IMPORTANT: You must use the docker image below, since it contains many custom kernels written for this model specifically

Updated 5/4/26 - New calibration data, new docker image. Full 2x RTX 6K support

Model Description

MiMo-V2.5-NVFP4 is an NVFP4-quantized version of XiaomiMiMo/MiMo-V2.5.

This is a multi-modal model, supporting text, images, audio and video.

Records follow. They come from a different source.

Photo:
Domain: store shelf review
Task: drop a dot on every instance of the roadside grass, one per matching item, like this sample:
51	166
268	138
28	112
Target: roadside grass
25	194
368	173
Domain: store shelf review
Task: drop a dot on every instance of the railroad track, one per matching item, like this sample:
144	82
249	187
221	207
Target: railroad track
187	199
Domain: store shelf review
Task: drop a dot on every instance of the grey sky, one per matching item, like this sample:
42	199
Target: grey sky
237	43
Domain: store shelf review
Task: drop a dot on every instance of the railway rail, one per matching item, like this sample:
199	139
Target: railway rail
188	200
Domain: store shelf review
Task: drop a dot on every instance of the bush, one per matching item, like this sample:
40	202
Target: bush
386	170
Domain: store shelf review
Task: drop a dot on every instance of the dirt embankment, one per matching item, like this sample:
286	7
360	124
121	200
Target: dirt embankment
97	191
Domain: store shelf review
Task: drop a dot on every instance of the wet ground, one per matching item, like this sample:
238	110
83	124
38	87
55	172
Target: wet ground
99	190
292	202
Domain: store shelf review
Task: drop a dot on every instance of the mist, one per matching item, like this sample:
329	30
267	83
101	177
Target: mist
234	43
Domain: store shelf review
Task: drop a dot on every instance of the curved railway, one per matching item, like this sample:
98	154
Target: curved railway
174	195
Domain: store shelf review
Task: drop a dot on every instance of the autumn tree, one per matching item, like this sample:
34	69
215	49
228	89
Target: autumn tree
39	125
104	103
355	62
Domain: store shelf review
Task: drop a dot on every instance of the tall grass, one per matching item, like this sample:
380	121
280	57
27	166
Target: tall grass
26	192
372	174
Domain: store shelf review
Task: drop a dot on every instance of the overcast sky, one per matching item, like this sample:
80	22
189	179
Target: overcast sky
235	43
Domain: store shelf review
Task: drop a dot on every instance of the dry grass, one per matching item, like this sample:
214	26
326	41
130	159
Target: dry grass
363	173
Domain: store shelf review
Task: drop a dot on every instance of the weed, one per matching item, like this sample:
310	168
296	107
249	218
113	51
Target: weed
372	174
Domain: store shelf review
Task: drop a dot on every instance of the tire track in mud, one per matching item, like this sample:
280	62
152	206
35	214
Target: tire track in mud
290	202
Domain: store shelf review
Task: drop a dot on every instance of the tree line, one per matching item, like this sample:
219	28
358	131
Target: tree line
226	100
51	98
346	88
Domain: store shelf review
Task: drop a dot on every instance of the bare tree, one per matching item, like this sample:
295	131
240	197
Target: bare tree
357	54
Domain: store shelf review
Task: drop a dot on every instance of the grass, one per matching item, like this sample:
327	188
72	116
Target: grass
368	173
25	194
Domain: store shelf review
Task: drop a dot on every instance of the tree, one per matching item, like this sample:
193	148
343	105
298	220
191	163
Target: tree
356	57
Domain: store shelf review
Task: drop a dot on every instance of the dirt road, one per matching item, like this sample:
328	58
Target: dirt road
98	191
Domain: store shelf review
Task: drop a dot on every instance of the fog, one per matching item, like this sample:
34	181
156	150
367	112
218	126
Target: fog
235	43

This quantization carefully preserves those capabilities.

What's quantized

Only the non-shared MoE expert MLP projections are quantized to NVFP4. Attention weights are left in BF16, in addition to the dense MLPs (layers 0-3) and the shared experts. Since the MoE expert weights constitute the vast majority of model parameters in an MoE architecture, this still yields significant memory savings.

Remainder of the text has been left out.